BayesianDoubleML.jl Documentation

Stable Dev SciML Code Style

Welcome to the documentation for BayesianDoubleML.jl, a Julia package for Bayesian inference in Double Machine Learning (DML) models.

Overview

BayesianDoubleML.jl provides scalable and efficient Bayesian inference for causal effect estimation using the framework from DiTraglia and Liu (2025). It offers both MCMC (as in the paper) as well as Variational Inference (VI) methods with multiple automatic differentiation backends.

Key Features

  • Causal Inference: Estimate treatment effects with uncertainty quantification
  • Multiple Inference Methods:
    • MCMC with NUTS sampler
    • Variational Inference, with two primary methods:
      • The SimpleVIMethod() relies on Turing.jl's VI implementation, offering simplicity and ease of use at the expense of less flexibility.
      • The UnifiedVIMethod() relies on Bijectors.jl and AdvancedVI.jl, offering greater flexibility. This method supports both MeanFieldGuassian and LowRankGaussian variational families from AdvancedVI.jl. However, this method does not currently support the Mooncake AD backend (which is extremely fast). Thus, for performance, it's recommended to stick with SimpleVIMethod() with AutoMooncake backend.
  • Multiple AD Backends: ReverseDiff, Mooncake, Zygote, ForwardDiff.
  • Automatic Subsampling: For large datasets (n > 10,000)

The BDML Model

The Bayesian Double Machine Learning approach avoids regularization-induced confounding (RIC) via a bivariate reduced form parameterization.

As from the DiTraglia and Liu (2025) paper, the model takes the form of a bivariate reduced form regression model:

Outcome equation:

\[Y = X'\delta + U \quad \text{(Equation 12)}\]

Treatment equation:

\[D = X'\gamma + V \quad \text{(Equation 5)}\]

Joint error distribution:

\[[U; V] \mid X \sim \mathcal{N}(0, \Sigma) \quad \text{(Equation 13)}\]

where $\Sigma$ is the 2×2 covariance matrix:

\[\Sigma = \begin{bmatrix} \sigma^2_U & \sigma_{UV} \\ \sigma_{UV} & \sigma^2_V \end{bmatrix}\]

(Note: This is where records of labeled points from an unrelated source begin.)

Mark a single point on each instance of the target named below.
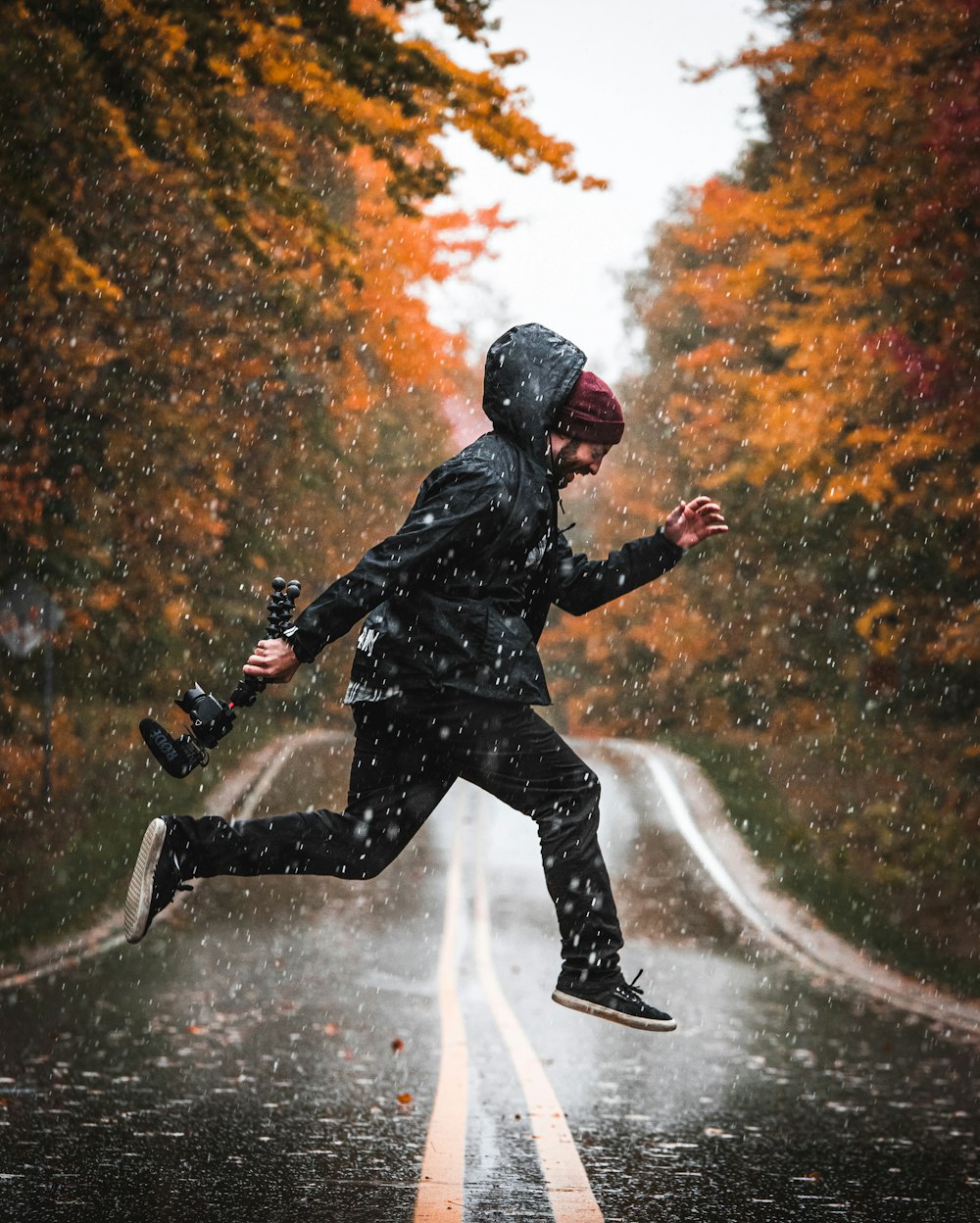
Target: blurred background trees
(216, 363)
(811, 328)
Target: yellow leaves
(57, 268)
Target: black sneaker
(619, 1003)
(156, 881)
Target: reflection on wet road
(273, 1052)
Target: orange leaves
(57, 269)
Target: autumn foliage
(811, 324)
(215, 354)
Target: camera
(211, 716)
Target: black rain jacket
(459, 596)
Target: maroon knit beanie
(591, 413)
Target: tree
(811, 328)
(216, 231)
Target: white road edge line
(856, 969)
(442, 1179)
(682, 814)
(569, 1192)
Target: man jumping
(447, 669)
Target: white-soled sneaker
(620, 1003)
(156, 881)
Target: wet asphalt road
(271, 1052)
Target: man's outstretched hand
(273, 660)
(694, 521)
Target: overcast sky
(610, 78)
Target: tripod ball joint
(211, 716)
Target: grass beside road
(877, 838)
(67, 868)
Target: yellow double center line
(441, 1189)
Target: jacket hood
(530, 372)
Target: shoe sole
(614, 1016)
(139, 897)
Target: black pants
(409, 751)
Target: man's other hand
(694, 521)
(273, 660)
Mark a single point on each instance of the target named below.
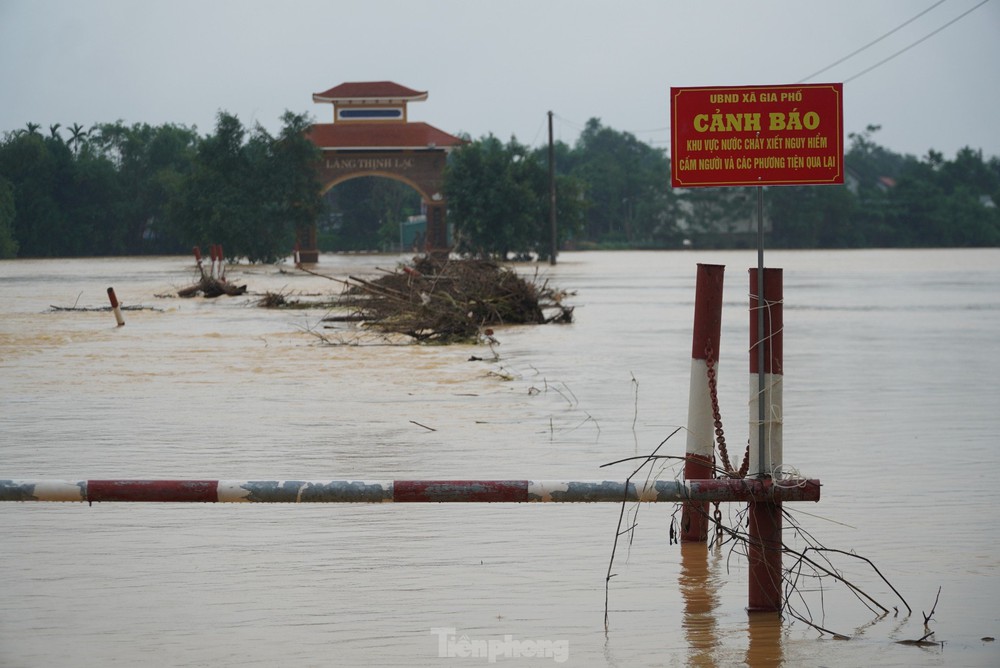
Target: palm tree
(77, 136)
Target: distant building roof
(369, 91)
(382, 136)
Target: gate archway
(371, 136)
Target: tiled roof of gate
(381, 136)
(369, 91)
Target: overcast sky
(497, 66)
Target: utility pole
(552, 195)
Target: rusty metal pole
(764, 548)
(701, 426)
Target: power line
(925, 37)
(870, 44)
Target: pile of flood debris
(212, 282)
(445, 301)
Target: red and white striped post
(699, 458)
(764, 548)
(116, 308)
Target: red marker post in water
(702, 423)
(764, 545)
(116, 307)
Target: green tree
(8, 242)
(250, 193)
(626, 186)
(497, 198)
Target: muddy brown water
(892, 399)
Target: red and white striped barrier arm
(406, 491)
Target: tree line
(116, 189)
(129, 190)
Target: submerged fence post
(116, 307)
(701, 427)
(764, 545)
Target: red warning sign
(757, 135)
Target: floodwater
(891, 399)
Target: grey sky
(498, 66)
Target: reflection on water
(892, 382)
(699, 585)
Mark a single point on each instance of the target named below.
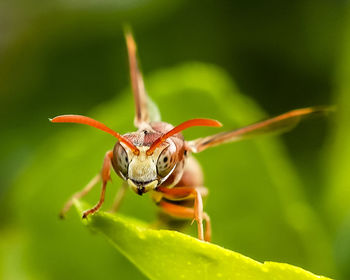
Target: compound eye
(165, 163)
(122, 160)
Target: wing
(138, 87)
(277, 124)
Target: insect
(158, 160)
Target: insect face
(144, 172)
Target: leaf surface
(164, 254)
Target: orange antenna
(180, 127)
(94, 123)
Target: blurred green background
(281, 199)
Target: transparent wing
(145, 109)
(277, 124)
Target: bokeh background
(282, 199)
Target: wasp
(156, 159)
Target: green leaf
(164, 254)
(256, 200)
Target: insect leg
(105, 174)
(184, 212)
(79, 195)
(119, 197)
(187, 213)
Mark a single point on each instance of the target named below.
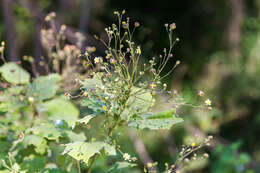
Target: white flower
(208, 102)
(126, 156)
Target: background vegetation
(219, 53)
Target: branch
(9, 29)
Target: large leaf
(33, 163)
(62, 109)
(161, 120)
(46, 130)
(83, 151)
(86, 119)
(44, 87)
(119, 166)
(37, 141)
(11, 101)
(14, 74)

Causal effect recovery: The causal effect $\alpha$ is recovered from the error covariance via:

\[\alpha = \frac{\text{Cov}(U, V)}{\text{Var}(V)} = \frac{\sigma_{UV}}{\sigma^2_V} = \rho \frac{\sigma_U}{\sigma_V} \quad \text{(Equation 15)}\]

Quick Start

using BayesianDoubleML
using StableRNGs

# Generate synthetic data
n = 200
p = 100
alpha_true = 2.0

rng = StableRNG(42)

# Generate data as DataFrame
df = make_plr_DTL2025(n, p, 2.0; alpha = alpha_true, rng = rng)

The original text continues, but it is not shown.